Note that all values are simple scalars, except for attributes, which is a hashref as returned by "gff3_parse_attributes" below.

Unescaping is performed according to the GFF3 specification.

gff3_parse_attributes( $attr_string )

Given a GFF3 attribute string, parse it and return a hashref of its data, of the form:

{
  'attribute_name' => [ value, value, ... ],
  ...
}

Always returns a hashref. If the passed attribute string is undefined, or ".", the hashref returned will be empty. Attribute values are always arrayrefs, even if they have only one value.

gff3_parse_directive( $line )

Parse a GFF3 directive/metadata line.
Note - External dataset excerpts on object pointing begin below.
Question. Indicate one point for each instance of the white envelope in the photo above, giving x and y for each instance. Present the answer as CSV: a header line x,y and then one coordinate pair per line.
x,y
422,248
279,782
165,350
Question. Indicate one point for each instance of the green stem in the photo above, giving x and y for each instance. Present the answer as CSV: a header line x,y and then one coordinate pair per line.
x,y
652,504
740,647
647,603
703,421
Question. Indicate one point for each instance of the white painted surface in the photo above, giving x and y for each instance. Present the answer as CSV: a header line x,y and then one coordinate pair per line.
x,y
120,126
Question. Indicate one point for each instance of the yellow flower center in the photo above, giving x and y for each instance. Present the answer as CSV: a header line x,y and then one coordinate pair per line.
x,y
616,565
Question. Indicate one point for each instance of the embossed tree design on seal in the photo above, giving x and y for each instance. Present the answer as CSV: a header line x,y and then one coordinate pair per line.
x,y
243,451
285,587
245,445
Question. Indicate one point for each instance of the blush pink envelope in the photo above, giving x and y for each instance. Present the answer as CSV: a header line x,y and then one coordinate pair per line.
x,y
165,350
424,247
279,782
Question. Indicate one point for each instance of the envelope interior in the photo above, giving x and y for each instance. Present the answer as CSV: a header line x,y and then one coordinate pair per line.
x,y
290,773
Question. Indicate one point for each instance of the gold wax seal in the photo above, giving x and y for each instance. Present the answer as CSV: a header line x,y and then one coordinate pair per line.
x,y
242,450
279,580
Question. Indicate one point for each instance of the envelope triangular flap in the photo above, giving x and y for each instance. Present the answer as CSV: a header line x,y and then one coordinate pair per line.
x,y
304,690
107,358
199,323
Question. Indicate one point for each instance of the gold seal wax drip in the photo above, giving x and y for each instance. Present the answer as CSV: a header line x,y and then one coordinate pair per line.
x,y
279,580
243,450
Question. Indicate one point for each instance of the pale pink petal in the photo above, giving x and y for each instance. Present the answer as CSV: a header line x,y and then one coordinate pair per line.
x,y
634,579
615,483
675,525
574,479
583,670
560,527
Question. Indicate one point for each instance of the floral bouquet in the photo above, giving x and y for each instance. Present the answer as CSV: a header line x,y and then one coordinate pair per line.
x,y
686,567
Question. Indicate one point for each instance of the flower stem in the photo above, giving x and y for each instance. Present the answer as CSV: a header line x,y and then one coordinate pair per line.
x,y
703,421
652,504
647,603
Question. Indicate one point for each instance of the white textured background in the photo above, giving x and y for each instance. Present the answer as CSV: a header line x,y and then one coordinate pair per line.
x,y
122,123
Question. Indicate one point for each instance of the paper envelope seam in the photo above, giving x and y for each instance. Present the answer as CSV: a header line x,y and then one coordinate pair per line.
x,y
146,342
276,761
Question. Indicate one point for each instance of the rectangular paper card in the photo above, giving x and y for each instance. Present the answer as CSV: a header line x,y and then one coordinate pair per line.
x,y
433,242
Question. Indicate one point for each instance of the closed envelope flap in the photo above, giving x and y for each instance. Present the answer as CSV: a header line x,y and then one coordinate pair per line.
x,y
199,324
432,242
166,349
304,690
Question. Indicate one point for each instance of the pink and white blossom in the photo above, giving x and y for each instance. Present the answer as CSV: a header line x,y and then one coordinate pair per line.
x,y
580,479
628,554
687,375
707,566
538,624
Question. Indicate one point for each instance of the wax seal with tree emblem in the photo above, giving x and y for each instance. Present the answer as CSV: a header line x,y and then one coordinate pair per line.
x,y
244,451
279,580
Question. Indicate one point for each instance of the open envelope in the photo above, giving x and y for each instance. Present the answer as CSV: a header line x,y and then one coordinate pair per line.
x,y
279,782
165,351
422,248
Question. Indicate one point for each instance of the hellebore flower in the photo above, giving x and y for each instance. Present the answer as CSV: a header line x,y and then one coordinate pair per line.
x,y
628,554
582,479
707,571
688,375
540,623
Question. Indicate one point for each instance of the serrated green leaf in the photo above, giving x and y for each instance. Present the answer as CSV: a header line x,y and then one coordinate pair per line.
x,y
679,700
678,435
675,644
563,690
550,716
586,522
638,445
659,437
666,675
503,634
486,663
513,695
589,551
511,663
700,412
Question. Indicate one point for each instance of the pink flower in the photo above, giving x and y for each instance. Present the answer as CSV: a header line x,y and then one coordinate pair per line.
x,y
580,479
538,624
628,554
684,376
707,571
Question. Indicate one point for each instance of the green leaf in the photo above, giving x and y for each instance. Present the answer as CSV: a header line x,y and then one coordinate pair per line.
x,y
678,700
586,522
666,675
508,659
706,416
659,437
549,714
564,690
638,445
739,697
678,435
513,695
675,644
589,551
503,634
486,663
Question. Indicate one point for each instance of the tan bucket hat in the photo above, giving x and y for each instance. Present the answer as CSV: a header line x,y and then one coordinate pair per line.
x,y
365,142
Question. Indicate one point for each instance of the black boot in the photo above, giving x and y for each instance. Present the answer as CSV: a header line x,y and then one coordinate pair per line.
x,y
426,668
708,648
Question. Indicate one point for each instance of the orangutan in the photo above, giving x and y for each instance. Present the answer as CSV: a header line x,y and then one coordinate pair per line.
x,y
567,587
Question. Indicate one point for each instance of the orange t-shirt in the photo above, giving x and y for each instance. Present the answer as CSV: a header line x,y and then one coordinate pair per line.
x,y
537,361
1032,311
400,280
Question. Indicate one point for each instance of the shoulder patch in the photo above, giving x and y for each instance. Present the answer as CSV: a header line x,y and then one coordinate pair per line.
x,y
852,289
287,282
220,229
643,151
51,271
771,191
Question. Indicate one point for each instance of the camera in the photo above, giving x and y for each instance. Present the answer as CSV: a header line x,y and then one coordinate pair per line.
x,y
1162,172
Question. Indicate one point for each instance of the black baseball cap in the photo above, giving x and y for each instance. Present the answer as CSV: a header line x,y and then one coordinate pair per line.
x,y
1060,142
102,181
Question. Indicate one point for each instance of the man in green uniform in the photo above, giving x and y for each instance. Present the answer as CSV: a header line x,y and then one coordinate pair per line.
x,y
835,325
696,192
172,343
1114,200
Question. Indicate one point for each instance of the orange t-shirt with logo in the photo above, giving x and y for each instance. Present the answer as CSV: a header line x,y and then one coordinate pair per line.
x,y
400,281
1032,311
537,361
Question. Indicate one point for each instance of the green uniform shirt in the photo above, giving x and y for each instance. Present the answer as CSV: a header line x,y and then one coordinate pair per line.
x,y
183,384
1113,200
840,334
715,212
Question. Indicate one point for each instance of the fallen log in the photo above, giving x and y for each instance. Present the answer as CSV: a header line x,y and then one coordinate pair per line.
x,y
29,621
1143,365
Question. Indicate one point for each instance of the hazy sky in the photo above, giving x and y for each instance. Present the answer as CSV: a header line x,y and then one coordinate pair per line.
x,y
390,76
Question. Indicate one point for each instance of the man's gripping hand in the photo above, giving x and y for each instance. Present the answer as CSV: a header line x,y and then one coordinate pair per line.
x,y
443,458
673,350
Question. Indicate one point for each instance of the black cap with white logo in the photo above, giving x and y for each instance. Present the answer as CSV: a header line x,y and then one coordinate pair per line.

Returns a hashref as:

{  directive => 'directive-name',
   value     => 'the contents of the directive'
}

Or nothing if the line could not be parsed as a GFF3 directive.

In addition, sequence-region and genome-build directives are parsed further. sequence-region hashrefs have additional seq_id, start, and end keys, and genome-build hashrefs have additional source and buildname keys

gff3_format_feature( \%fields )

Given a hashref of feature information in the same format returned by "gff3_parse_feature" above, constructs a correctly-escaped line of GFF3 encoding that information.

The line ends with a single newline character, a UNIX-style line ending, regardless of the local operating system.

gff3_format_attributes( \%attrs )

Given a hashref of GFF3 attributes in the same format returned by "gff3_parse_attributes" above, returns a correctly formatted and escaped GFF3 attribute string (the 9th column of a GFF3 feature line) encoding those attributes.

For convenience, single-valued attributes can have simple scalars as values in the passed hashref. For example, if a feature has only one ID attribute (as it should), you can pass { ID => 'foo' } instead of { ID => ['foo'] }}.

gff3_escape( $string )

Given a string, escapes special characters in that string according to the GFF3 specification.

gff3_unescape( $string )

Unescapes a GFF3-escaped string.

AUTHOR

Robert Buels <rmb32@cornell.edu>

COPYRIGHT AND LICENSE

This software is copyright (c) 2012 by Robert Buels.

This is free software; you can redistribute it and/or modify it under the same terms as the Perl 5 programming language system itself.